Very Brief Q&A on Raft
Introduction
A year ago (how time flies!) I got to learn Raft when trying to finish a distributed system course made by MIT. It’s overall a consensus algorithem targeting strong consistency, and it’s designed for understandability and the ease for implementation. Recently there’s a need to review it again and I’m making this post so that I don’t forget as fast in the future.
Resources
Pictures used for illustration in this post are gratefully borrowed from the resources above.
Raft Summary
Similar to Paxos, Raft is log-based and maintains a distinguished leader. But Raft has proposed a novel randomized-timer based leader election, and its leader is stronger in the sense that log entries only flow from leader to followers. These two features of Raft are also keys to its understandability. It also involves term for each leadership “cycle” as logical clock.
Generally, each server in a Raft cluster will persist a server state (KVs) and a series of logs, and can be acting as one of the three roles: leader, candidate and follower. A (distinguished) leader is responsible for replicating its own log entries onto other followers, and decide up to which index the log entries are successfully replicated on the majority of the cluster, and tells all servers to apply these log entries to their states. When no leader exist in the cluster, a servers can turn into candidate using a time-out mechanism, and request votes from other servers.

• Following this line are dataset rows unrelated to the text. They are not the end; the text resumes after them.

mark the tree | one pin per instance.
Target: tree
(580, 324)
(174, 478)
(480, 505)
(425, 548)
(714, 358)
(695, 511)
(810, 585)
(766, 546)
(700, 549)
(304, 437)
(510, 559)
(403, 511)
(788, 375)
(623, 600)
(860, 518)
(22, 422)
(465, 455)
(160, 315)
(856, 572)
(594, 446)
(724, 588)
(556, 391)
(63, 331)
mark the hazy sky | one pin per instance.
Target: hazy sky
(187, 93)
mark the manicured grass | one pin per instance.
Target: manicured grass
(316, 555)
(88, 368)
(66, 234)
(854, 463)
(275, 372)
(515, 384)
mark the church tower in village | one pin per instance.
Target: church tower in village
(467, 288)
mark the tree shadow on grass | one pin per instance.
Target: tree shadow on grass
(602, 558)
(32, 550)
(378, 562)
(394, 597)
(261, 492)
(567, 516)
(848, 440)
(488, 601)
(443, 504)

Therefore, a Raft server will have 2 RPC interfaces: AppendEntries (for leader’s action) and RequestVotes (for candidate’s action).

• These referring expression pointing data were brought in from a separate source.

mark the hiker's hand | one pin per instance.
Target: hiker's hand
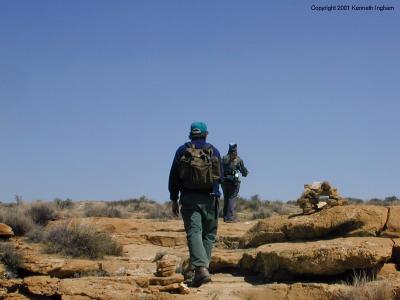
(175, 208)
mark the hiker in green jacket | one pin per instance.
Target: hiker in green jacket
(194, 179)
(232, 165)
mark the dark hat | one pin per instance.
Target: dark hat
(232, 148)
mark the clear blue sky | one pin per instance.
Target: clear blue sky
(95, 96)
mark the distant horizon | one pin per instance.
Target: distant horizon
(96, 96)
(163, 201)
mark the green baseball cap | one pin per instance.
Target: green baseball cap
(198, 128)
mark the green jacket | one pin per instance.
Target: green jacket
(232, 167)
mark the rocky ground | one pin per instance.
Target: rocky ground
(298, 257)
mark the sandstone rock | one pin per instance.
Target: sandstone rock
(58, 267)
(350, 220)
(118, 288)
(228, 259)
(321, 258)
(176, 278)
(3, 270)
(42, 285)
(10, 284)
(167, 288)
(5, 231)
(165, 273)
(388, 271)
(396, 252)
(166, 239)
(393, 222)
(15, 296)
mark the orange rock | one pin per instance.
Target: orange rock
(5, 231)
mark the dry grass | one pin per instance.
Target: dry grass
(102, 210)
(15, 217)
(10, 257)
(78, 240)
(363, 288)
(41, 212)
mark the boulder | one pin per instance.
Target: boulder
(58, 267)
(42, 285)
(164, 281)
(118, 288)
(223, 260)
(396, 252)
(283, 261)
(349, 220)
(5, 231)
(392, 228)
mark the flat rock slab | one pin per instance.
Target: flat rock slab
(5, 231)
(349, 220)
(393, 222)
(282, 261)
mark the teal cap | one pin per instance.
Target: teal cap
(198, 128)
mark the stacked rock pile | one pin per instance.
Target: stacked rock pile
(166, 279)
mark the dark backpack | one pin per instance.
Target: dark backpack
(198, 168)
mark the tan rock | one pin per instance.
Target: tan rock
(396, 252)
(166, 239)
(176, 278)
(58, 267)
(10, 284)
(15, 296)
(166, 288)
(350, 220)
(393, 222)
(223, 260)
(388, 271)
(42, 285)
(102, 288)
(165, 273)
(165, 263)
(3, 270)
(5, 231)
(330, 257)
(166, 269)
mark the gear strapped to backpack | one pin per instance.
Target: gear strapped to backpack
(198, 168)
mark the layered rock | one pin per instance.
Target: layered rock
(392, 227)
(351, 220)
(320, 258)
(5, 231)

The key properties that Raft gaurantees are:
- Election safety: at most one leader can be elected in a given term
- Leader append-only: a leader never overwrites or deletes entries in its log; it only appends new entries
- Log matching: if two logs contain an entry with the same index and term, then the logs are identical in all entries up through the given index
- Leader completeness: if a log entry is committed in a given term, then that entry will be present in the logs of the leaders for all higher-numbered terms
- State machine safety: if a server has applied a log entry at a given index to its state machine, no other server will ever apply a different log entry for the same index
Raft Components
The essential components of Raft are listed in the figure below.

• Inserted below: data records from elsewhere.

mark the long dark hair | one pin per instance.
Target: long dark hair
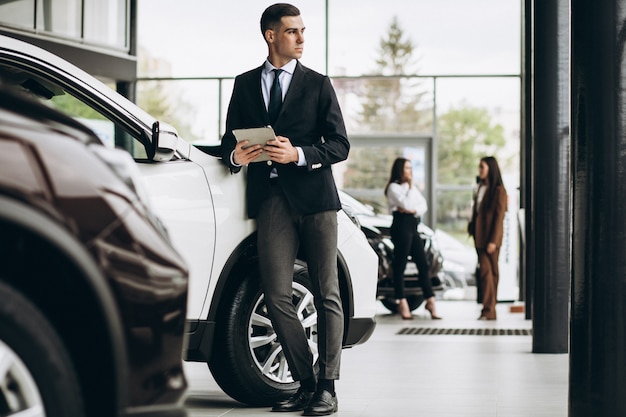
(494, 178)
(397, 172)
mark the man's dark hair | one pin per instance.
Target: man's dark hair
(270, 19)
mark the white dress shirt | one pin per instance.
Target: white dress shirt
(406, 197)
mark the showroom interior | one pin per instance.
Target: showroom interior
(568, 122)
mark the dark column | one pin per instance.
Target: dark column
(550, 237)
(527, 275)
(598, 308)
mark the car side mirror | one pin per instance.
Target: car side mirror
(163, 142)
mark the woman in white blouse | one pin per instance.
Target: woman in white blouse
(407, 205)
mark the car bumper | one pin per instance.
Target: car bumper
(156, 411)
(359, 331)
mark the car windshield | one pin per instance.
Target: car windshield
(356, 206)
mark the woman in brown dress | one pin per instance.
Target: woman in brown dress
(486, 227)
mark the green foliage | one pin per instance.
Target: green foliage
(465, 134)
(391, 102)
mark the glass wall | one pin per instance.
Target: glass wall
(443, 75)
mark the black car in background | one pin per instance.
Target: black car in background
(92, 294)
(377, 230)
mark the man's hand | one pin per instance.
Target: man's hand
(243, 156)
(281, 150)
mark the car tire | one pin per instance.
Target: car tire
(247, 360)
(40, 378)
(414, 302)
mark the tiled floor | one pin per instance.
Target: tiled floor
(435, 375)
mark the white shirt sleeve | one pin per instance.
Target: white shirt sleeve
(407, 198)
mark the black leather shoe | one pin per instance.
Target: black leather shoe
(297, 402)
(323, 403)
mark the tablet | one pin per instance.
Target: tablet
(256, 136)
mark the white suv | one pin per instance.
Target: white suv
(202, 206)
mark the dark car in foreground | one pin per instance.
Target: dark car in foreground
(377, 230)
(92, 294)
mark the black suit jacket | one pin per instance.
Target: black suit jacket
(311, 118)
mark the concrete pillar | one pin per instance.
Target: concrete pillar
(549, 239)
(598, 304)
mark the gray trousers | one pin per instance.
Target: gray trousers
(280, 233)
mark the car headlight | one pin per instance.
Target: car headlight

The rest of this post are primarily answering some of the implementation-wise questions that are either interesting or somehow a bit vague in the original paper. Terms used are all referenced from the figure in this section. Hopefully they can help with others too in addition to answering questions for myself :-)
Implementation Q&A
Leader Election
1. How Raft avoids infinite split votes
Randomized election timeout value for each server. This could result in only one server times out in most cases, and wins the election before other servers time out.
2. How should a proper electon timeout value be chosen
Rule of thumb: broadcastTime (system dependant) « electionTimeout « MTBF (mean time between failures, system dependant)
broadcastTime should be a few order of magnitude less than electionTimeout so that leader can finish sending heartbeats before new election; electionTimeout should be a few order of magnitude less than MTBF so that servers can stay long enough to win election.
Log replication
1. What happens when a follower find the term of its entry at prevLogIndex not matching prevLogTerm?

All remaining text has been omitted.